The course (now known as MLARR – Management of Land Acquisition, Resettlement and Rehabilitation) started out as an effort to train of a cadre of professionals to better manage the social risks associated with land acquisition and resettlement in Bangladesh. Given the population density and land scarcity, resettlement in Bangladesh continues to be a huge challenge for its development, as virtually all infrastructure requires moving people. Supported by AusAID and DFID, The first course was designed and delivered in 2009. That was the beginning, and what I’d like to focus is how far we’ve come from that first shot in the dark:
- The original MLARR post-graduate certificate course has now been approved by the University Grants Commission of Bangladesh (the regulatory body that oversees all university-related matters) as part of the Master of Development Studies (MDS) at BRAC University.
- BRAC University is now working with government training institutes to incorporate MLARR in the civil servants curriculum for all Government of Bangladesh officials.

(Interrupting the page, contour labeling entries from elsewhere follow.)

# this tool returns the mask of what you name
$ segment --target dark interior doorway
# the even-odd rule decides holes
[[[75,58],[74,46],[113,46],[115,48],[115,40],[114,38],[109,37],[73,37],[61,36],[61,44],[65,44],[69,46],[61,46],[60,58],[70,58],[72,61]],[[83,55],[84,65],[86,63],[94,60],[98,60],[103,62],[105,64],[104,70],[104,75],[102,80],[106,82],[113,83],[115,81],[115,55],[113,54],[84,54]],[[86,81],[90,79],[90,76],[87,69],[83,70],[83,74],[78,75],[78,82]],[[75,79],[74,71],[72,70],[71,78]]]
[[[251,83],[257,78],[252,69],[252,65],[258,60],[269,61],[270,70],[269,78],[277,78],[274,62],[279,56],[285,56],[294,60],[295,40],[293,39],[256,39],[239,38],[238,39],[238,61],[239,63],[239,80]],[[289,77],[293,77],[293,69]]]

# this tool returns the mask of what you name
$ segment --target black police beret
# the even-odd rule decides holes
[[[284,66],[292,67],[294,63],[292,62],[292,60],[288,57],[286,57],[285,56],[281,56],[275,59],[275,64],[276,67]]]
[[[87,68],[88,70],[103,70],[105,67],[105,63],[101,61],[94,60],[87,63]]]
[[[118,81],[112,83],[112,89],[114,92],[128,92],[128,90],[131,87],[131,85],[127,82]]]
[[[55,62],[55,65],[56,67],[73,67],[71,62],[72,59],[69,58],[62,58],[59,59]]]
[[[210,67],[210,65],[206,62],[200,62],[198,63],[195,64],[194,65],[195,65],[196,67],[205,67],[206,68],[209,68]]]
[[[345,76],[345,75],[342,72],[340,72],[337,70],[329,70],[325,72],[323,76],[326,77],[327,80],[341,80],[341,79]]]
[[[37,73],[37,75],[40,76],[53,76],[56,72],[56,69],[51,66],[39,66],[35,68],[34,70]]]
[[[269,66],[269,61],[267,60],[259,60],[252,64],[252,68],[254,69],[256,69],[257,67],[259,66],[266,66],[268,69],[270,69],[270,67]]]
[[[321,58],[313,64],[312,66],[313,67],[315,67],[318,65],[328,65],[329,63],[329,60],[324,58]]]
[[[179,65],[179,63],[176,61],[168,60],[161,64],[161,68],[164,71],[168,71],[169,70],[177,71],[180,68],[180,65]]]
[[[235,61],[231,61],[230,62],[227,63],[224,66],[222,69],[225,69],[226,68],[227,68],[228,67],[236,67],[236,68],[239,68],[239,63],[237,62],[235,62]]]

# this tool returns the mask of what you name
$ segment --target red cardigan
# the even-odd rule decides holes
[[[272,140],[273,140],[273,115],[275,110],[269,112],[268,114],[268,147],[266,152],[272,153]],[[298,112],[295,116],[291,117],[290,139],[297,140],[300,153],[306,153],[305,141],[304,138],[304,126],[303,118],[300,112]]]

- BRAC University is negotiating a partnership with the Bangladesh Bridge Authority (BBA) to get MLARR students as interns in their Padma Bridge massive resettlement program.
- Government officials who graduated from MLARR are now participating as “guest lecturers” in the new courses.
- A few MLARR graduates are now establishing the first “Resettlement Consulting” firm in Bangladesh.
- That 15 weeks course, however, was not suitable for managers and executives who want to know more about resettlement without becoming graduate students again. So we designed a 5-day course, focused on practice of managing resettlement, giving participants concrete instruments to do so. We delivered it 3 times to government officials of Bangladesh, Bhutan, Afghanistan and Nepal. The Government of Nepal has requested (and paid!) for the course to be delivered to its officials twice. Then we did it in Uganda, and there are additional requests coming in but that would be crossing over to bragging so I’ll stick with what we did.
What’s interesting is that MLARR has kind of become “contagious”.
- The University of Los Andes in Colombia got interested in this MLARR and last year I went to Bogotá to work with them in setting up something similar.
- A number of Universities and research centers from various countries are now discussing collaborative arrangements on the topic. And that’s why we were in Rajendrapur last week (a bit of a tortuous road but I hope you get the picture).
A few weeks ago we met in Rajendrapur, Bangladesh, with representatives of BRAC University, Universidad de Los Andes from Colombia, Ho Hai University from China, and Uganda Martyr’s University from Uganda. Resettlement is also a big issue in these countries, and collaboration between universities who are working on this issue across the globe led to a number of very fruitful discussions and actions. It was great to see this was happening. But we wanted to be concrete and find real ways to establish an international community of practice nested in local institutions (i.e. universities), and this is what we agreed:
- Ho Hai will offer scholarships to faculty from other universities to begin a concrete exchange program;
- A Permanent Chapter on resettlement will be established at the International Association on Impact Assessment (IAIA) led by this consortium of universities, as well as in the International Network for Displacement and Resettlement (INDR);
- BRAC, Ho Hai and Universidad de Los Andes will assist Uganda Martyr’s University to design and establish an MLARR-similar program in Uganda. A workshop to do so will take place in the Spring 2012;
- To respond to different regional conditions, the scope of MLARR will be broadened by adding four additional modules on Disaster prevention and recovery; challenges in urban contexts; Indigenous Peoples; and conflict and fragile states situations.
- A common research platform in preparation for the Metropolis Congress Conference in Beijing, China, in October, 2012.
Have we changed the world? No. Are we done and can we sit back and relax? No. Undoubtedly, though, back in 2008 when it all started it really looked like a long shot.
Three years later and looking back, it seems impossible to witness how far that shot has gone.